Earth Hour is about “more than just saving energy, it’s more like remembering our impact on the environment,” Singapore resident Ian Tan, 18, said.
But will one ecological hour have any influence? Not many think so. He says he is not convinced the event, which has been running since 2007, made much of a difference. “One hour is not enough for us to remember that climate change is actually a problem — I don’t really see (Earth Hour) as very significant,” he said.
However, coronavirus restrictions led to a record 7 per cent fall in global carbon emissions last year, but the drop will be short-lived unless efforts to phase out fossil fuel are intensified, a study by scientists in the journal Nature Climate Change said.
The study by scientists from institutions in Australia, Britain, France, Norway and the United States, confirmed preliminary estimates from May last year that global CO2 emissions from fossil fuels fell by 7 per cent, or 2.6 billion tonnes, to 34 billion tonnes.
The International Energy Agency said global CO2 emissions dropped by 5.8 per cent in 2020.
Despite this, the coronavirus remains a major hurdle to efforts to curb the impact of climate change.
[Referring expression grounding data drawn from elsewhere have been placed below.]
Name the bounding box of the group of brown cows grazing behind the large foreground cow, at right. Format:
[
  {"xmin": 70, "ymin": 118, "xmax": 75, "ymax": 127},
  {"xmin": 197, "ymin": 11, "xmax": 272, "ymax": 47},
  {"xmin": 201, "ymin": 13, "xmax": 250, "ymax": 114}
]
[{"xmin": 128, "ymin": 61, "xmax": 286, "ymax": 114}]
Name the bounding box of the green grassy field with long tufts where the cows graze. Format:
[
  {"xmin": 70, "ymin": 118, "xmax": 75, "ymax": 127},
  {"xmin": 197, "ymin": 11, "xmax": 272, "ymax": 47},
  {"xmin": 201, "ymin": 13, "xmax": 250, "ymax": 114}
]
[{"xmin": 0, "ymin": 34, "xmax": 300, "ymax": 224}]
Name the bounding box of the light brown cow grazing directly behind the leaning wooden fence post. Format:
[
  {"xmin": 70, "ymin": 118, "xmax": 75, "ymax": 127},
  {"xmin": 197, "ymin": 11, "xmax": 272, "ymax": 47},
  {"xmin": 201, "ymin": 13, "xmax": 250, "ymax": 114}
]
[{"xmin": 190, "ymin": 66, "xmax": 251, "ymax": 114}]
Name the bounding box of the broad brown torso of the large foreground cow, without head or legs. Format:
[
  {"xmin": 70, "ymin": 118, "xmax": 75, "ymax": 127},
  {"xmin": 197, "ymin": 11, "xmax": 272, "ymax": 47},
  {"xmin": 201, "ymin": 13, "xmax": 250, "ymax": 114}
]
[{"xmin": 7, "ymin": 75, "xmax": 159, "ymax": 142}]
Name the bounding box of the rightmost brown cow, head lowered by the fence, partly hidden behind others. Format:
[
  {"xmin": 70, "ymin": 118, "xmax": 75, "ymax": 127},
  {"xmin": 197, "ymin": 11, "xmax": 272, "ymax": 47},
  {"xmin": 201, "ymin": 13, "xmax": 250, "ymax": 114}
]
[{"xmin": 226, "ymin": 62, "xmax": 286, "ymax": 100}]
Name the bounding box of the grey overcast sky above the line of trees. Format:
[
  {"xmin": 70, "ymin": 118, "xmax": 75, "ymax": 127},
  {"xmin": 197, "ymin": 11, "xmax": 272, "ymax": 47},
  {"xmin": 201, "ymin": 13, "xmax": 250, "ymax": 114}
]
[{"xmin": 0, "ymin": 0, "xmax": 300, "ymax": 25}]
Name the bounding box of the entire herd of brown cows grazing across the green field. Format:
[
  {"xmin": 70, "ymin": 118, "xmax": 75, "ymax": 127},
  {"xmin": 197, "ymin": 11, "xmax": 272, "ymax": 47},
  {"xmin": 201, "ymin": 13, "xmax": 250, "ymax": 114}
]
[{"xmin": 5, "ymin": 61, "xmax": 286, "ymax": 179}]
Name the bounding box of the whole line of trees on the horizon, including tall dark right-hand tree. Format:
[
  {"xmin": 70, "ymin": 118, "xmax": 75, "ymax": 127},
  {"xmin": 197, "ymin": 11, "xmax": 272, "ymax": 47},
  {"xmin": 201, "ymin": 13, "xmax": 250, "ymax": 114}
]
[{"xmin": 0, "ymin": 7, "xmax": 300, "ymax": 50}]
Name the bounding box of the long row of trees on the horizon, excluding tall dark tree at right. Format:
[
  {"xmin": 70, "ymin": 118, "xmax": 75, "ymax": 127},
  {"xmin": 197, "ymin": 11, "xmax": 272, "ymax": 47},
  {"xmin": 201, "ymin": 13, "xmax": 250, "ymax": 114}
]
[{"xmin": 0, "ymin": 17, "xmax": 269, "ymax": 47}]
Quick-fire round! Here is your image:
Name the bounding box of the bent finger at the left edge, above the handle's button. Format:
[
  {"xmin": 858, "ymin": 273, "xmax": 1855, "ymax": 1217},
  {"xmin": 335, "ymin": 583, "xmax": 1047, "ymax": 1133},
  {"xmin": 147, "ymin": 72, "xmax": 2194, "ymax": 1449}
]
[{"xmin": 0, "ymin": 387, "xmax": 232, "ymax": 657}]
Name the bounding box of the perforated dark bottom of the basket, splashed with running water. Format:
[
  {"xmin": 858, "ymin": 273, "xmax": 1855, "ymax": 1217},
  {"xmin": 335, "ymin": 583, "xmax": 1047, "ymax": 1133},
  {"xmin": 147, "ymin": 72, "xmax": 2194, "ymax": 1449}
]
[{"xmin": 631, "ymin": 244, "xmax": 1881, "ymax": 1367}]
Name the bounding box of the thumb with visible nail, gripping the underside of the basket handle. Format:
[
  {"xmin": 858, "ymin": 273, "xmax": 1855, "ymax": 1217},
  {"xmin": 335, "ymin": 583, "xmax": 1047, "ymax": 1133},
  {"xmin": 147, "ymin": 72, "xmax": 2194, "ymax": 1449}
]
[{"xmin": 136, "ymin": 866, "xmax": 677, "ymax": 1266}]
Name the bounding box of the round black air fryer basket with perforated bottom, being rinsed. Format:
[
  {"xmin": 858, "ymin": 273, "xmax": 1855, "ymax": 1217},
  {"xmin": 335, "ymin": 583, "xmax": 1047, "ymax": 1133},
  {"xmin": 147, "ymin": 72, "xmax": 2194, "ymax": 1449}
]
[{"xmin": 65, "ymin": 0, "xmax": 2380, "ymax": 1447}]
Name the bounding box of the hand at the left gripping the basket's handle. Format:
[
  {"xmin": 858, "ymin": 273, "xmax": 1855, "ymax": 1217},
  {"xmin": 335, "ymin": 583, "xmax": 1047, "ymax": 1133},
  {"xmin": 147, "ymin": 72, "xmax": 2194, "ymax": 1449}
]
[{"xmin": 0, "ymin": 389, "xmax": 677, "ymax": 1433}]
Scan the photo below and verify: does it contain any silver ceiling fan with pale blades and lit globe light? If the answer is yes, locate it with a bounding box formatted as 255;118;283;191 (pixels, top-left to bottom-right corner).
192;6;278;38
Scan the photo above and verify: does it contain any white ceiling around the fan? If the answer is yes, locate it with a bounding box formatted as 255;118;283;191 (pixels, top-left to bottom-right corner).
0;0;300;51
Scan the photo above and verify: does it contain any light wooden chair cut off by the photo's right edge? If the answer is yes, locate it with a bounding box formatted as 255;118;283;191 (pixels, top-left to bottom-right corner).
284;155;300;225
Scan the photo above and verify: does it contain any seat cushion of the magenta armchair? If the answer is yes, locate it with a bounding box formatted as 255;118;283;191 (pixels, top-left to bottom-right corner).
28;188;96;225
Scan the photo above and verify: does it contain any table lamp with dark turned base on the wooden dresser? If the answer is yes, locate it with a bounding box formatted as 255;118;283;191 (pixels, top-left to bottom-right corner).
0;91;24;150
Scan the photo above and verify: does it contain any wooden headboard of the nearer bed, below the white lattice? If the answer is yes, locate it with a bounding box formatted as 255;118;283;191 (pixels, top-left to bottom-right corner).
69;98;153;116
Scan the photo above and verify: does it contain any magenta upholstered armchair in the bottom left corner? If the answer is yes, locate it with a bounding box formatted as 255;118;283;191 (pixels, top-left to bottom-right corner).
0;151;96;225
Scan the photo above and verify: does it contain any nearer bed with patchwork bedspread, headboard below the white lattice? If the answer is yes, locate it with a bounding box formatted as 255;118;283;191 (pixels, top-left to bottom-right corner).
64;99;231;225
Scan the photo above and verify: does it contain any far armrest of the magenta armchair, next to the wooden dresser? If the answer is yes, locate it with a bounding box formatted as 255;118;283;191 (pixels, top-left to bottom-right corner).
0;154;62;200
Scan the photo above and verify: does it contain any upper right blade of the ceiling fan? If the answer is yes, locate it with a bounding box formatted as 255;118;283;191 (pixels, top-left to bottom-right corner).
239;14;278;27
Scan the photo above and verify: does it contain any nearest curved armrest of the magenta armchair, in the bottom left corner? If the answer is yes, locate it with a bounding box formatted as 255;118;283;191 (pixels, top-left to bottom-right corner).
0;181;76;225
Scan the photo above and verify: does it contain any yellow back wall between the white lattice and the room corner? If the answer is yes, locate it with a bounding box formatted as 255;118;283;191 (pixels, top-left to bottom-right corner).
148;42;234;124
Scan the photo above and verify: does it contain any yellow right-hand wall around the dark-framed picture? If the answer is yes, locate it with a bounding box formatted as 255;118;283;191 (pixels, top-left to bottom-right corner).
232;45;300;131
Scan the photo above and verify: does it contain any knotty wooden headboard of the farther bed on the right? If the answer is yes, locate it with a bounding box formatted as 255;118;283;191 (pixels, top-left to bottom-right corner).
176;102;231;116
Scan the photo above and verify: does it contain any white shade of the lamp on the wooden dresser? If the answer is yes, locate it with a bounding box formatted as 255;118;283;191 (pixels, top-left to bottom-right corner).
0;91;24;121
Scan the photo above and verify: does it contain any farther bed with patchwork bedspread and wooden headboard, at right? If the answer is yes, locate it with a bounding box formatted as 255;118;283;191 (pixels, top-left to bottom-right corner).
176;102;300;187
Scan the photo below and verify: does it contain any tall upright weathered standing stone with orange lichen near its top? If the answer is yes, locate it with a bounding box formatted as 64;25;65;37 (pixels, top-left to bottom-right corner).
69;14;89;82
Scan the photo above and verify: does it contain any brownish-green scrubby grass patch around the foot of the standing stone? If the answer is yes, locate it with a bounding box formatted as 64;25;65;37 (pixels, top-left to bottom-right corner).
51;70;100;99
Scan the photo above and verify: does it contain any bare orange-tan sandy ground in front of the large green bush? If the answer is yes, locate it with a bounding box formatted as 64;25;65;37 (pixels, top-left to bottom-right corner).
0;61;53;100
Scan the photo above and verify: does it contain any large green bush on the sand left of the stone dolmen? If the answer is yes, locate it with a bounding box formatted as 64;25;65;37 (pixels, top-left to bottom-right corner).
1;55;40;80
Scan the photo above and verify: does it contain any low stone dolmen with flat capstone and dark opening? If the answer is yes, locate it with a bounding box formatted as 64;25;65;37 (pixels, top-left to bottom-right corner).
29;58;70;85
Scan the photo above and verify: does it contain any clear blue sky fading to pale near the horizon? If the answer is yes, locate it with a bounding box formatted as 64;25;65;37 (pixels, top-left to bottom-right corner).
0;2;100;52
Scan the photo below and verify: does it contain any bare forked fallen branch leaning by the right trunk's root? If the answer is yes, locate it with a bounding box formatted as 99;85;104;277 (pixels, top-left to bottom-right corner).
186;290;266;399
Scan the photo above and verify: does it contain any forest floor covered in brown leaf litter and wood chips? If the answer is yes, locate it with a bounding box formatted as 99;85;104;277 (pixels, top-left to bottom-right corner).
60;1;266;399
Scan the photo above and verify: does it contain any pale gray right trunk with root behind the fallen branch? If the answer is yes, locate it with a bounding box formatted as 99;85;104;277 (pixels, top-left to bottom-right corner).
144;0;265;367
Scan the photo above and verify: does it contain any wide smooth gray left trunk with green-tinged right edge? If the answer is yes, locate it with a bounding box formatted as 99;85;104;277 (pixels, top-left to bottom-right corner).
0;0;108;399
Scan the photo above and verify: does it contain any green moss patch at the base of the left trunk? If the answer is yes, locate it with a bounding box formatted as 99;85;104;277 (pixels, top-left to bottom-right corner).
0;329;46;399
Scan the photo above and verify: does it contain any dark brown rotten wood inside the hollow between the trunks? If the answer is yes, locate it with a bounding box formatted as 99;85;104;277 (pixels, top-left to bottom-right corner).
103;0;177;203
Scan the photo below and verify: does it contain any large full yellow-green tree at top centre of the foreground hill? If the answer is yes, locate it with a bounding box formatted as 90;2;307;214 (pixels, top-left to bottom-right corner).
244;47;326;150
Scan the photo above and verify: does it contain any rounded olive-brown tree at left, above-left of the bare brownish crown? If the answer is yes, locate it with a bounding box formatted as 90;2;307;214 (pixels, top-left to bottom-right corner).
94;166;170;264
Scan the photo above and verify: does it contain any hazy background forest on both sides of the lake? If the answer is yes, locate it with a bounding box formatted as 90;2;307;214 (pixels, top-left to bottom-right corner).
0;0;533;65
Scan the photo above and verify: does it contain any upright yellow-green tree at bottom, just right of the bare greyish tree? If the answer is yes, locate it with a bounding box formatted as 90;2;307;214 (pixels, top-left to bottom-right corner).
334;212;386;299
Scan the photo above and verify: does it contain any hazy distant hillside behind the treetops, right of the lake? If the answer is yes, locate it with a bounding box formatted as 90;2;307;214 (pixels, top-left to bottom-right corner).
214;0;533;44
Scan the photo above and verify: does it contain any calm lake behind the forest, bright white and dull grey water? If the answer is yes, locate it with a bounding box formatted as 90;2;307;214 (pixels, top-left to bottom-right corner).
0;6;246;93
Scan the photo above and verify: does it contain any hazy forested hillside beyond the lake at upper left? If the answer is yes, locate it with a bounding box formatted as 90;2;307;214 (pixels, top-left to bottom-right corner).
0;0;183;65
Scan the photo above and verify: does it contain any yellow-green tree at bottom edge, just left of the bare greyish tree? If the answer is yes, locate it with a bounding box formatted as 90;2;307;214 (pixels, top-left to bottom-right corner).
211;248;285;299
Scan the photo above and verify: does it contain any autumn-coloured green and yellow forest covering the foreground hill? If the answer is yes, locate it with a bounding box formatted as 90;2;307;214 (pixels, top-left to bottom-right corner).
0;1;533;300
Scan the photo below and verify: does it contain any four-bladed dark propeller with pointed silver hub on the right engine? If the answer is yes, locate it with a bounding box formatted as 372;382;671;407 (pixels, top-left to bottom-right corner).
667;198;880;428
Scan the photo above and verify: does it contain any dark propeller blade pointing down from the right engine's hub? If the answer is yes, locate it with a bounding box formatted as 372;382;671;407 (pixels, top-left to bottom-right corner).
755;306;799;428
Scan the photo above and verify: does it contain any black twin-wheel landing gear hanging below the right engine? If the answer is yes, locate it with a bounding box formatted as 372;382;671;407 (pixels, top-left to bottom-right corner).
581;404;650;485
Last year, Sir David Attenborough said the global focus on the coronavirus remains a serious threat to concerted action to tackle the world’s spiralling environmental crises.
Earlier, in the not too distant past, if an earthquake or flood would occur in some part of the world, say Latin America or Australia, it would be brushed off as just any other incident, which would not have any influence on the areas unaffected by it. But you cannot think of this anymore.
The world has become smaller. There is something called the ripple effect. We are not operating in islands. It is high time we took strong action on climate change, lest it catch us unawares, like the coronavirus did.